Although our method depends on small time steps, realistic viscous
bubbles can be achieved.
[0059] The VOF method guarantees conservation of the volume. The
interface is generally reconstructed by means of the piecewise
linear interface calculation (PLIC) [RK98]. However, it is not
connected across the cells of the grids. Therefore, if
low-resolution grids are used, it becomes difficult to capture the
sub-cell features and obtain the mesh for rendering. The time
restriction is also stiffer than that of the LSM. To increase the
level of detail in the interface and reduce the degree of freedom
of the domain, a method using an adaptive grid (Gerris) [Pop03] has
been introduced. To solve the disconnected interface problem, a
method combining the level set and the VOF method (CLSVOF) [SP00]
and applications such as [MUM*06, KPNS10] have also been
introduced. Our work carries on the ideas of Gerris and CLSVOF, but
extends it to the sub-cell level.
2.2. Lagrangian and Hybrid Methods
[0060] Methods based on SPH [Mon92] as well as hybrid methods that
combine the Lagrangian particles or meshes with the Eulerian grids
have been increasingly introduced. Since the early works [PTB*03,
MCG03] on SPH, improvements in the incompressibility [BT07, SP09],
in the adaptivity [APKG07, SG11], and in the versatility [AIA*12,
IAAT12, CPPK07] have been made. Along with the above improvements
on the SPH itself, techniques to convert particles into a smooth
interface also have been developed by [YT10, YWTY12]. Despite the
recent remarkable advances, however, SPH methods are less accurate
in modeling the interfacial viscosity and the surface tension of
two phase flows. Space-filling particles may have to be used to
solve multi-phase flows accurately.
[0061] Hybrid methods have been introduced to complement the
Eulerian and Lagrangian methods. The particle level set (PLS) based
methods [EMF02, SKK07] and the fluid implicit particle (FLIP) based
methods [ZB05, AT11, BB12] have shown impressive results. For
small-scale bubbles and forms interacting with large-scale fluids,
methods to couple the SPH and PLS methods [HLYK08, LTKF08], methods
to couple the SPH and the marker level set (MLS) methods [MMS09],
and a method to use stochastic particles [KSK10] also have been
introduced.
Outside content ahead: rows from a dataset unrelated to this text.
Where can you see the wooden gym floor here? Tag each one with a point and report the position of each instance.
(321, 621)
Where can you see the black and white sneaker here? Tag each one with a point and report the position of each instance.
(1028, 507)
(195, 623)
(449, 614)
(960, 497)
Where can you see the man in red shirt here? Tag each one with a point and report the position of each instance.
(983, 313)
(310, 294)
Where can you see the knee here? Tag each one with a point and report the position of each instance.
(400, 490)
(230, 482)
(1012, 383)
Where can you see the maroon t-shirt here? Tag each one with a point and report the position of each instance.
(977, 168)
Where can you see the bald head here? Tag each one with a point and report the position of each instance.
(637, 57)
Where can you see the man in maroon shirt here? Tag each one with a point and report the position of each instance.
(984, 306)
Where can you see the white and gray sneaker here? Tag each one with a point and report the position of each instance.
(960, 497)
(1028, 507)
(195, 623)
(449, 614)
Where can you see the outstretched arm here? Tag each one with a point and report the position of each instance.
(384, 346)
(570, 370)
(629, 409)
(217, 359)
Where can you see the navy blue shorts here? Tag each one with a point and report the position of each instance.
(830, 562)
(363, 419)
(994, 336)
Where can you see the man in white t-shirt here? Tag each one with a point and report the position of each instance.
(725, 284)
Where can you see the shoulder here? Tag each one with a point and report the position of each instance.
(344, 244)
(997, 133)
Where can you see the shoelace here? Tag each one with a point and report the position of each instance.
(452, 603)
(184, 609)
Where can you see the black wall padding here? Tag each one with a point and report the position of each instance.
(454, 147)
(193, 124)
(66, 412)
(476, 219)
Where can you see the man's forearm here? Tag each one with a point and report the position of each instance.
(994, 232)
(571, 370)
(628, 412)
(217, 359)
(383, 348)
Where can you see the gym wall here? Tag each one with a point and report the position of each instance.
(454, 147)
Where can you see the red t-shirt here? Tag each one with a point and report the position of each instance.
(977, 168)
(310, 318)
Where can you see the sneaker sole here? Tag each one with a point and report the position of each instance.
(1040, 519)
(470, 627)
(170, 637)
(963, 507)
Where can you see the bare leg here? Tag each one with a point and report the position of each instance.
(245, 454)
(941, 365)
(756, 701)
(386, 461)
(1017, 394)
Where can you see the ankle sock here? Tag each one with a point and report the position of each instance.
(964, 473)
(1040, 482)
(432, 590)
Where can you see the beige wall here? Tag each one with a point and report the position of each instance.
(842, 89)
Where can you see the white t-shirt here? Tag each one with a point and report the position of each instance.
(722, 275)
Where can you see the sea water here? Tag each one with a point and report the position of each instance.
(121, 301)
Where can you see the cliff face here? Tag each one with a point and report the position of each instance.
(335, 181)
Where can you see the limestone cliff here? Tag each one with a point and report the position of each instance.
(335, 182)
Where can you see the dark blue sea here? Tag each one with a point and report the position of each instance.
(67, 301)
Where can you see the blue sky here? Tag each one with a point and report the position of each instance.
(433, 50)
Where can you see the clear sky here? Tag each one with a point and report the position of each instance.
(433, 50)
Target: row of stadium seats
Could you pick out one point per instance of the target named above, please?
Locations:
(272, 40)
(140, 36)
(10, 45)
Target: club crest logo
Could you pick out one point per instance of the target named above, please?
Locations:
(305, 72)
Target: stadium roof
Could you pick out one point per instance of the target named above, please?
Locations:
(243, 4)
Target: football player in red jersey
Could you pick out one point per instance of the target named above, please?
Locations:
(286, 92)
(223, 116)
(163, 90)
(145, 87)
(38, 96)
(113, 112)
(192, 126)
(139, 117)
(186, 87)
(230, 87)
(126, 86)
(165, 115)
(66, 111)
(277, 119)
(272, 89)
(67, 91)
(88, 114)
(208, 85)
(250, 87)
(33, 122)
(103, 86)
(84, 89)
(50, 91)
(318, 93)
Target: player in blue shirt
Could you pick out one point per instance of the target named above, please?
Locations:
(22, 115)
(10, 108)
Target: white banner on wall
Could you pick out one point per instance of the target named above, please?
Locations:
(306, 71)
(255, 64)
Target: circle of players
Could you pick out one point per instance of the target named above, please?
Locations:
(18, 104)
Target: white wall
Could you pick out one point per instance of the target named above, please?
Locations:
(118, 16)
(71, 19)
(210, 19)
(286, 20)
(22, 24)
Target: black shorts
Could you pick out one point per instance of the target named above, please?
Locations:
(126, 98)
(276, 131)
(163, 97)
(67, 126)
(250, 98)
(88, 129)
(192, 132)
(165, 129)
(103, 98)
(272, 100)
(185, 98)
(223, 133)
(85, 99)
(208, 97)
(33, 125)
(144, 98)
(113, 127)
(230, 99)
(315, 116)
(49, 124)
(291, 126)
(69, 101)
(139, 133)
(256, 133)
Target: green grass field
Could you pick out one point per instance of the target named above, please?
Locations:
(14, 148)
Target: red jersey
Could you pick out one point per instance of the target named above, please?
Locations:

Recently, mesh-based methods have been actively studied
by [BGOS06, M0'' 9, WTGT09, WTGT10, TWGT10, BBB10]. However a
purely mesh based simulator is still difficult to implement. To
alleviate the difficulties associated with handling the topological
changes and balancing the interfacial forces, the meshes are often
embedded to the Eulerian grids. The fluid volume is then offset in
a global manner. This contrasts to our method, in which the meshes
are readily available in each local cell and the fluid volume is
compensated for locally.
3. The System Overview
[0062] In this section we give an overview of our framework,
deferring the details and the contributions of our method in the
next two sections (Sections 4 and 5). FIG. 2 shows the solver
architecture, which consists of two main components: the momentum
solver and the interface tracker. If a good momentum solver has
been already equipped, the interface tracker could be easily
implemented.
[0063] Given the density, dynamic viscosity, and the curvature in
each grid cell, the momentum solver updates the velocity of the
domain as follows: (1) the solver computes the velocity advection
term in a conservative manner. (2) The solver performs the velocity
diffusion implicitly. (3) The solver performs the pressure
projection with the surface tension. (4) Finally, the solver
applies the pressure difference to make the intermediate velocity
incompressible. Two phase fluid flows can be approximated by single
phase fluid flows with the free surface boundary. Although such
approximation can reduce the amount of computation, lack of the
pressure of the counterpart can cause the moving interfaces to
collapse. Therefore, in the development of the momentum solver, we
did not make the free surface approximation.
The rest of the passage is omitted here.